The idea truly took form when Terry Briggs, president of TRAILS Inc. in Marshalltown, and Charlie Smith heard about the Iowa River Railroad being discontinued. From there the Iowa Natural Heritage Foundation purchased it and then Marshall and Hardin counties teamed up and purchased it from them.

“We were hoping it would qualify as a ‘Rails to Trails’ type of project,” Briggs said.

The Iowa River Trail would be joining an extensive list of repurposed railways across the United States.

State and federal grants were received to get the project in motion.

The first phase of the project was completed last fall, crews started the trail at Wilson Circle and made it to 12th Street.
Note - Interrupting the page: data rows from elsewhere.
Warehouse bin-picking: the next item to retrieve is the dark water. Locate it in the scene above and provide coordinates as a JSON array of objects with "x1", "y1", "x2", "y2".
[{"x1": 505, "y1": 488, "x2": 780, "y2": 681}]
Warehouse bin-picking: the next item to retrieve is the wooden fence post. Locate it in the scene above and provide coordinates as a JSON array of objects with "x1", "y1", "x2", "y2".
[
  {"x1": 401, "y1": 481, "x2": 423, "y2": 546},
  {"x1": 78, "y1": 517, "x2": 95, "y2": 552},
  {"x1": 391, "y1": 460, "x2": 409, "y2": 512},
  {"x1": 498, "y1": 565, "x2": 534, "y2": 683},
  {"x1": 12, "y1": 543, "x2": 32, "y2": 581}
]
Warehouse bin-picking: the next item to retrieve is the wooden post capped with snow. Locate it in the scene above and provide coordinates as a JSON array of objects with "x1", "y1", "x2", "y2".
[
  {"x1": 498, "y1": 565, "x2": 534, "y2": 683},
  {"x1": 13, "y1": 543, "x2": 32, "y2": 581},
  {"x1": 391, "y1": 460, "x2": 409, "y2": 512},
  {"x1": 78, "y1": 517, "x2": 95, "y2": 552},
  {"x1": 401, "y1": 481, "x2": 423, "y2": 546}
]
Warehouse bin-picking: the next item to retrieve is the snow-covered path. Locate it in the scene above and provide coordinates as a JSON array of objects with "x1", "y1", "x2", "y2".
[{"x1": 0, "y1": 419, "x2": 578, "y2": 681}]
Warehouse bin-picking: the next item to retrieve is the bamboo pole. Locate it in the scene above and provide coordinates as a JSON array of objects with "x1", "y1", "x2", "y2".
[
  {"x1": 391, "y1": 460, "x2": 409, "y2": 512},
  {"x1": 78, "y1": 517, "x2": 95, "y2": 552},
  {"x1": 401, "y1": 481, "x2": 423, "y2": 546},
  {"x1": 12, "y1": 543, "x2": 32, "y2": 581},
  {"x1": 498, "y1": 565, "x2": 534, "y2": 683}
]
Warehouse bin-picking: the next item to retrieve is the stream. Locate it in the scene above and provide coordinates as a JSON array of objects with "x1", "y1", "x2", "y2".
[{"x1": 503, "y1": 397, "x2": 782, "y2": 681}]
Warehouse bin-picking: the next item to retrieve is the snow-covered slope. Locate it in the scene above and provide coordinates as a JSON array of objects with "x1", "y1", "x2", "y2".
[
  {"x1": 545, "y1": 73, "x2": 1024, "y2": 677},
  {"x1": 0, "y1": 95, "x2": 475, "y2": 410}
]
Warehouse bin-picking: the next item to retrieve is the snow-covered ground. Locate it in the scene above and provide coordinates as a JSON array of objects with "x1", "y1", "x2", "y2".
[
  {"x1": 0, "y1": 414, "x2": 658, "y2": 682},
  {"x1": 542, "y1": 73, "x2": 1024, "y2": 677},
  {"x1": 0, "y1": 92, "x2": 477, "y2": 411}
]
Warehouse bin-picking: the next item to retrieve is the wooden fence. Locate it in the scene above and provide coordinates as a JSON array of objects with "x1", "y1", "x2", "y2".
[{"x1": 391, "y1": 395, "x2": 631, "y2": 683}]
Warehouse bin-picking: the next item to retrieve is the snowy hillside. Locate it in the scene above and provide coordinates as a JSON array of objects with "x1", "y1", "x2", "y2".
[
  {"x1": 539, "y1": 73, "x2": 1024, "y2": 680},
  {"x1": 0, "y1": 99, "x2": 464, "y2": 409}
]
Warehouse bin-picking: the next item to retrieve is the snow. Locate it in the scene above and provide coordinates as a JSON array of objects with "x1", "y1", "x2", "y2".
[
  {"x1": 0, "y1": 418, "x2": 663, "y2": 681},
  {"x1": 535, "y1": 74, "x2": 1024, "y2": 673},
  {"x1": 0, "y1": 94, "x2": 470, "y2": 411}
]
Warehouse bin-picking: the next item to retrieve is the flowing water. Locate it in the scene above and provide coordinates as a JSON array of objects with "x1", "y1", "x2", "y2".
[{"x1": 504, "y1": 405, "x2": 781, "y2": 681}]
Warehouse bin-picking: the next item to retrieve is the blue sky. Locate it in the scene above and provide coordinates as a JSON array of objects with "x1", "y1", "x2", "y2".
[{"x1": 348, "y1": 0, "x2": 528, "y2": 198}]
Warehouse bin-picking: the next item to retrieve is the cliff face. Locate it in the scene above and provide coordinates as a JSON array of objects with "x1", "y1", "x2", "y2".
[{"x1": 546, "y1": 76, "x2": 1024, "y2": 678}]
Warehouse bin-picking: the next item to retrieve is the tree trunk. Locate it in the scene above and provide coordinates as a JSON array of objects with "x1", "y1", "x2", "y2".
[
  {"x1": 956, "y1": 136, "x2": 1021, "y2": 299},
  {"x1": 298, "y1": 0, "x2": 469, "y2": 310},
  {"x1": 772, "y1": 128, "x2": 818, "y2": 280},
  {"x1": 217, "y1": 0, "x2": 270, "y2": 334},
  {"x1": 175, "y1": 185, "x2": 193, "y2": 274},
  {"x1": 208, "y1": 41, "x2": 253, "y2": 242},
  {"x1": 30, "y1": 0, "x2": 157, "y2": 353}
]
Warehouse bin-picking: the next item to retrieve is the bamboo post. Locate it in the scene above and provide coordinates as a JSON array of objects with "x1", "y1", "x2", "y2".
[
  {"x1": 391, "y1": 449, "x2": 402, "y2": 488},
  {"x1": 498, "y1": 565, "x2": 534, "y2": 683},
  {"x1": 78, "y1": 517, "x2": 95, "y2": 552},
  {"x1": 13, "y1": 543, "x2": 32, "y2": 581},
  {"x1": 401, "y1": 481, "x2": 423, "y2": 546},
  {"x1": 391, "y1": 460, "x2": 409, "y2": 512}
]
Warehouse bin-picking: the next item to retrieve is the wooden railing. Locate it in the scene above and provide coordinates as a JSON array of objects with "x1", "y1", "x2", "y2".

A project team will begin to work on building a trailhead for the path at Wilson Circle in the near future.

So what are the next steps?

Officials said it would be to fundraise money to fix Iowa River Bridge and two others on trail; and then pave the trail up toward Liscomb.

The trail will run up just north of Steamboat Rock, near Eldora. The residents of Hardin County are working on that section and are moving south, eventually meeting the crew coming from Marshall County.

In total the trail is supposed to stretch about 34 miles through wetlands, high and lowland areas, prairies and forest bottoms.

“It’s going to be a great scenic path for the communities to use and get some exercise,” Briggs said. “It should be a draw to bring people into Marshalltown as well, which will be an economic benefit.”

There is no estimated date when the project will be done, largely varying on how quickly the money comes in and how much.

“If we finished this within 10 years we’d be satisfied,” Briggs said. “Sooner would be wonderful, but it could also take longer.”